PENJAGA GELOMBANG

Kalau boleh mengklaim aku adalah salah satu jamaah Maiyah yang merasa bersyukur dipertemukan dengan lingkaran Maiyah. Banyak tanya yang terjawab melalui lingkar-lingkar kegiatan Maiyah yang aku ikuti saat ada Mbah Nun maupun tak ada beliau. Meskipun tanya yang terjawab melahirkan pertanyaan-pertanyaan baru yang lebih banyak, mereka seperti membelah diri bagai bakteri.
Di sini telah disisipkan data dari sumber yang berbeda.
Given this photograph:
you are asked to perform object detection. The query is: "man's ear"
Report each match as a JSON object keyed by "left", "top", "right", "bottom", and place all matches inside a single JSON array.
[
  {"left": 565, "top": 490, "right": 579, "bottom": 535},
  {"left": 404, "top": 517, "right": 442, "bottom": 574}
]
Kebetulan aku kenal lebih dulu dengan buku-bukunya Mbah Nun daripada lingkar Maiyahnya. Melalui halaman sampul belakang bukunya aku mendapatkan informasi terkait kegiatan yang dikelolanya. Twitter adalah media sosial yang menjadi perantaraku menyimak Maiyahan pada awalnya sebab tagar Maiyahan hampir selalu trending 10 besar terutama ketika acara Kenduri Cinta Jakarta. Jamaah yang mayoritas melek media sosial mengabarkan melalui live tweet sehingga mudah ditemukan. Twitter menjembatani aktivitas Maiyahanku via virtual sebelum hadir secara fisik.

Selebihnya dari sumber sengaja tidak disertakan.